Due to the narrative nature, each member on the winning faction shared in the win, receiving a certificate and Element Games voucher.
The event itself does have an overall champion, based on a combination of game performance, narrative special objectives, favourite opponent votes and best army vote. I appreciated having the ability to vote separately for favourite player from separate army – as these can be very different things.
First place went to Phil (Warhammer Daddy aka fingers_rfw) and second went to Lee (painting_mayhem). Ya boi managed to come away with some glass for third.
Coming third stunned me a bit given my run on the weekend and humbled me that people enjoyed our games – which is ultimately what the whole weekend is about.
If you’ve made it this far, it will come as no surprise to you that I had a great weekend at an event unlike no other. Some quick-fire thoughts:
- The schedule of two games per day prevented burn out and allowed for activities to make the most out of a destination event.
- More so than any big event like NoVA/etc, this really felt like being at nerd camp with a great group of people with similar interests doing things together.
- The invitational process ensured there was a good mix of different armies of the highest calibre. The best part of any event is meeting new people and playing different armies – this weekend saw attendees from nine different countries.
- The attention to detail by the SN Team to ensure that everyone was accommodated and looked after was above and beyond, two examples:
- In my case I had booked flights for the wrong weekend, Pardo picked up on this and let me know – if he hadn’t it would have been rather embarrassing.
- One of the attendees had a few mishaps with connecting flights coming from Malaysia, the timetable was adjusted to ensure he wouldn’t miss out on game 1 with his delayed replacement flight.
- The production value of everything was off the charts.
- I loved the little Command and Conquer style briefings from Dorn/Horus/Erebus.
- The tables were some of the best I’ve seen* and unique, which was a nice step up from the typical generic MDF terrain you see at events.
- I’ve heard some people balk at the price of admission to these events. When you consider it’s common for a typical sports hall event to charge £70 for a two-day event, the £195 ticket seems rather low once you’ve seen the effort and quality of the event and all the included goodies/excursions/etc that are included.
- Similar to when I was able to check out Golden Demon last year, the hobby positivity was intense.

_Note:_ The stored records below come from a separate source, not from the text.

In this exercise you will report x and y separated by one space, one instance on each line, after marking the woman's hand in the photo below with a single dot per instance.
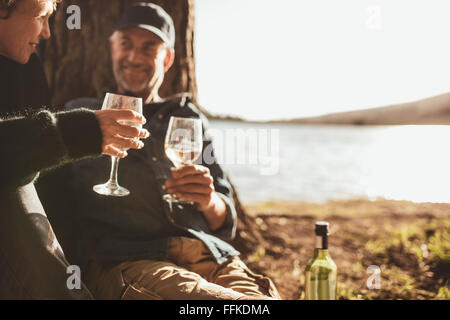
117 136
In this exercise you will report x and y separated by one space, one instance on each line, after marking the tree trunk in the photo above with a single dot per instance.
78 64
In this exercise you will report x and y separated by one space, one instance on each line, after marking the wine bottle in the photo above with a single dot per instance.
321 271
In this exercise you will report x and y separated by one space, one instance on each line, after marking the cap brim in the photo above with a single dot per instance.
150 28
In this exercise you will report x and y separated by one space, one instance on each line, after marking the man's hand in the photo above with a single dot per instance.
118 136
195 183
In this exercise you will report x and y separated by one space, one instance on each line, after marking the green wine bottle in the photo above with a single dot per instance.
321 271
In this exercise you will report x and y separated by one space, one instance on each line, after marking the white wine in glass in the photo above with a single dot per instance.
183 145
115 101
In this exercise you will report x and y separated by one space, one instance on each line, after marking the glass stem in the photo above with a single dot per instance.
113 175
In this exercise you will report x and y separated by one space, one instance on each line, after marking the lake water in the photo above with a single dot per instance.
320 163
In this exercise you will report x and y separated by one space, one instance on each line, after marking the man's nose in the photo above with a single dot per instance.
134 56
45 32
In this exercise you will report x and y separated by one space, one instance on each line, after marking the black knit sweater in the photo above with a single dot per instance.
34 140
32 265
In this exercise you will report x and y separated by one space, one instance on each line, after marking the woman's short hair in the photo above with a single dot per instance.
11 4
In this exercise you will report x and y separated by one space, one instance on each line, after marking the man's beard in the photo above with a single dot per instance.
127 83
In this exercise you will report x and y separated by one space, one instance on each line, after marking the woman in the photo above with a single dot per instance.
32 264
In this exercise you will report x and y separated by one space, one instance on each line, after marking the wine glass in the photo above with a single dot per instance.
115 101
183 145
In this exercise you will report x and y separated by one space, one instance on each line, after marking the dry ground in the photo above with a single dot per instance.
409 241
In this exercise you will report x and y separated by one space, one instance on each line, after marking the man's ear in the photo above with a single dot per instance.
169 59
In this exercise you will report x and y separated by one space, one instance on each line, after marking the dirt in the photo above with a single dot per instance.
289 229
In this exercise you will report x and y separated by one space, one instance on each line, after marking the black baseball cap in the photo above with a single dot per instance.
151 17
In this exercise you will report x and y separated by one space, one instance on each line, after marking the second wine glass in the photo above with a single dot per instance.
183 145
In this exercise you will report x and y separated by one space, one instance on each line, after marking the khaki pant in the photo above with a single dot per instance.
191 274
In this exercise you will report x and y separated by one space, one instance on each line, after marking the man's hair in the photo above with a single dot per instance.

Rather than the “snaps paintbrushes” meme you often see, the group encouraged everyone to do their best and elevate one another.
- Already I’ve seen a bunch of people come away inspired, working on new conversions or starting new armies.
*It’s a bit unfair to compare any table with some of the LotR ones, as they are model railroad crazy levels of hobby.
I’m sure there are things I’ve missed, but I’ve covered the main points.
If you are ever in a position where you can apply for one of these, give it a go and I might see you there.
A huge thank you to the team at SN for putting this on, everyone I played this weekend and the new mates I’ve come away with.